We did go to Wild Wadi on our last day in Duabi, this waterpark right next to the posh Burg Al Arab, and while queuing to go down the super-high flumes, we saw a couple of choppers landing on the helipad. It certainly looked good on the outside, although the decadent gold furnishings is a wee bit too much for my taste. Having said that, I'm sure I won't complain if I got to stay in it for free!

Certain parts of Wild Wadi were under construction, but we had oodles of fun going up and down slides and flumes. I was initially apprehensive about strutting around in my bikini in a Muslim country, but I needn't have worried. Everyone was in teeny tiny bikinis, some even in g-string bottoms! Oo-er.

It was a stark contrast seeing bikini-clad girls standing next to Muslim women in long-sleeved shirts, trousers and hijubs queuing for the same ride though.

We went to the airport stright from Wild Wadi, thus ending our adventures in Dubai for now. We will be back to shop, and experience the desert safari tours.

The past week has seen both RJ's and my Christmas work dos. They were on two consecutive days, which we know from experience (ie, last years', when I could hardly twirl to the celidh music without fighting the need to throw up) spells disaster.

Can I just say, the international arm of RJ's company holds a much more disappointing Christmas do than the UK arm. For the past couple of years, his company Christmas do's were black tie events, which meant shopping for posh frocks! Sadly, not this time. A venue was only decided days in advance (in comparison, 3 months before the Christmas do in the UK, we had emails with the menus attached asking for our preferences!) and it was a very low-key affair that didn't involved dressing up nor dancing till the wee hours.

That said, I did have fun though, chatting to and merry-making with the various 'other halves' of the employees and downing copious amount of quadruple-strength pina coladas. Sadly, by midnight, the crowd was fast dispersing; some claimed to be too old to be doing sambucca toothbrushes, others to relieve babysitters of their duties.
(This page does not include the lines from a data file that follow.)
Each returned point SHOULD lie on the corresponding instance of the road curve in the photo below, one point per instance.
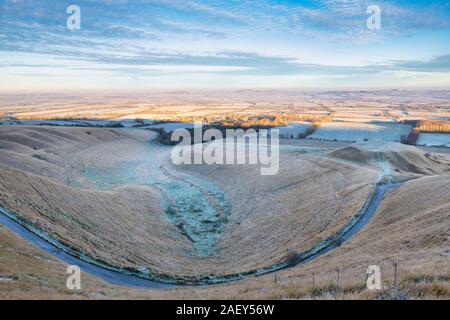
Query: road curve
(124, 278)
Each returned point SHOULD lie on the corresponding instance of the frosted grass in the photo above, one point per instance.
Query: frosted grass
(197, 207)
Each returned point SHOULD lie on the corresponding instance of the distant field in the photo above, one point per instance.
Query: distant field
(354, 131)
(434, 139)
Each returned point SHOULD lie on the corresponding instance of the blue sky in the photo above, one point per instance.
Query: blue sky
(223, 44)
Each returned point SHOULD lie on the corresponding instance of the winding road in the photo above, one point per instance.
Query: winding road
(121, 277)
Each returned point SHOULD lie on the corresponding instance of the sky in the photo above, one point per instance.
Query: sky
(223, 44)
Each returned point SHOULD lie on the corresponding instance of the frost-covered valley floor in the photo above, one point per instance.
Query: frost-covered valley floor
(114, 196)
Bit disappointing considering in the UK do's we only left when they start packing the banquet tables away.

The next day, nursing a hangover from hell, I had to face yet another Christmas do, my own this time. We went to the Blue Elephant, a lovely Thai restaurant with an amazing interior and scrumptious menu and cocktail hour started at lunchtime, eventually winding down just past dinner time at Trader Vic's. RJ and I had a barbecue to attend to after that, but I somehow managed to get through that (and enjoy it in the process) and only when we were about 5 minutes from home that night did I stop the car to regurtitate everything that I had since about 4pm that day.

This is good, though. Life here is starting to bear a resemblance to life in Edinburgh.

And it's five days before we leave for Thailand!!